Using Seed Points for Template Matching#
The exported STAR files contain seed point coordinates and surface normals for constrained template matching. In PyTME, configure via Intelligence > Template Matching > Setup, specifying your seed points file and search constraints (rotational uncertainty typically 15-20 degrees, translational uncertainty 5-10Å).
This provides an example configuration on how to setup constrained template matching. Have a look at the PyTME documentation on how to scale to the entire dataset.
Pipeline Operations Reference#
This section details all available operations for constructing custom pipelines.
Input#
- Import Files
Loads files for batch processing. Supported formats: Mosaic sessions (.pickle), point clouds (STAR, XYZ, TSV), meshes (OBJ, STL, PLY), and volumes (MRC, EM).
Preprocessing#
- Clustering
Partitions point clouds into spatially coherent groups.
Connected Components: Labels disjoint regions based on spatial connectivity. Distance parameter controls the connectivity threshold.
Leiden: Graph-based community detection using modularity optimization.
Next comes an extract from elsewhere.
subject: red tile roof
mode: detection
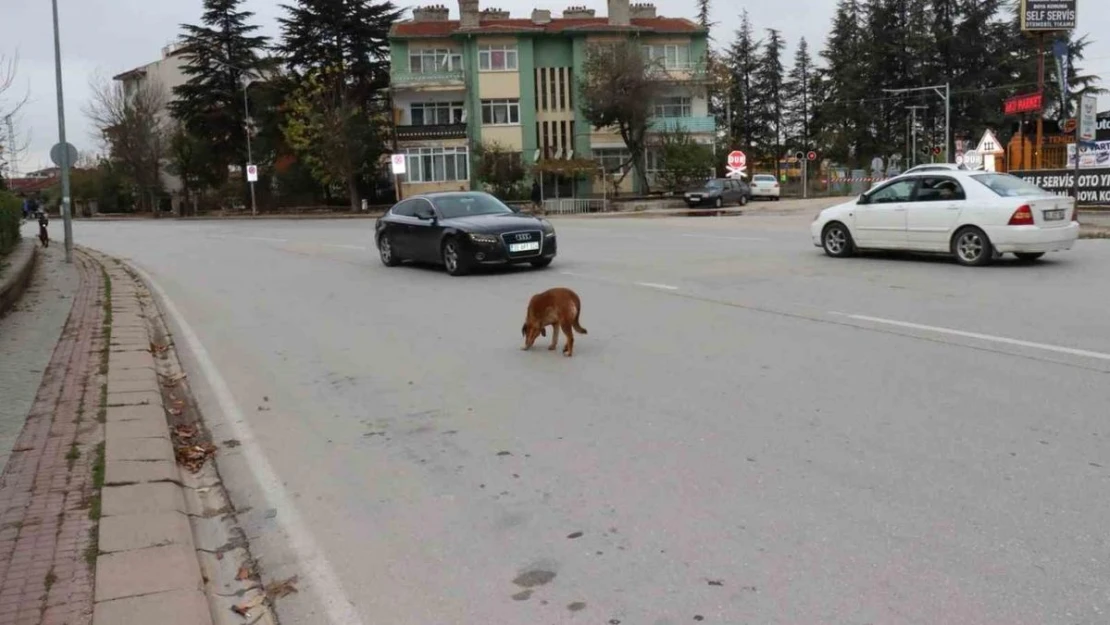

Resolution parameter controls cluster granularity.
K-Means: Partitions into k clusters by minimizing within-cluster variance.
DBSCAN: Density-based clustering that identifies regions of high point density separated by low-density regions.
- Downsampling
Reduces point cloud density.
Radius: Removes points within a specified radius of each other while preserving original point positions.
- Skeletonization
Extracts the medial axis of tubular structures.
- Cluster Selection
Filters clusters by point count. Lower threshold removes clusters with fewer points; upper threshold removes clusters exceeding the specified count.
Parametrization#
- Mesh
Generates triangular surface meshes from point clouds.
Flying Edges: Fast marching cubes variant for isosurface extraction.
Poisson: Solves a Poisson equation to produce smooth, watertight surfaces. Requires consistent normal orientation.
Ball Pivoting: Reconstructs surfaces by rolling a ball of specified radius over the point cloud. Suitable for partial surfaces.
Alpha Shape: Computes the alpha complex, a generalization of the convex hull. Alpha parameter controls surface detail.
- Remesh
Modifies mesh topology.
Decimation: Reduces triangle count while preserving surface geometry. Reduction factor specifies the target reduction ratio.
Subdivision: Increases mesh resolution by subdividing triangles.
- Smoothing
Applies surface smoothing filters.
Taubin: Two-step filter that smooths iteratively without net shrinkage.
Laplacian: Iteratively moves vertices toward neighbor centroids. May cause mesh shrinkage.
- Sample
Generates point samples from mesh surfaces.
Distance: Places points at uniform spacing along the surface. Returns points with associated surface normals.
Points: Generates a specified number of uniformly distributed random samples.
Export#
- Export Data
Writes data to specified format.
Point clouds: STAR, XYZ, TSV
Meshes: OBJ, STL, PLY
Volumes: MRC, EM, H5
- Save Session
Serializes the complete Mosaic session state.
Troubleshooting#
- Memory errors during parallel execution
Reduce worker count. Each worker requires approximately 8GB RAM depending on segmentation size and number of intermediate outputs stored.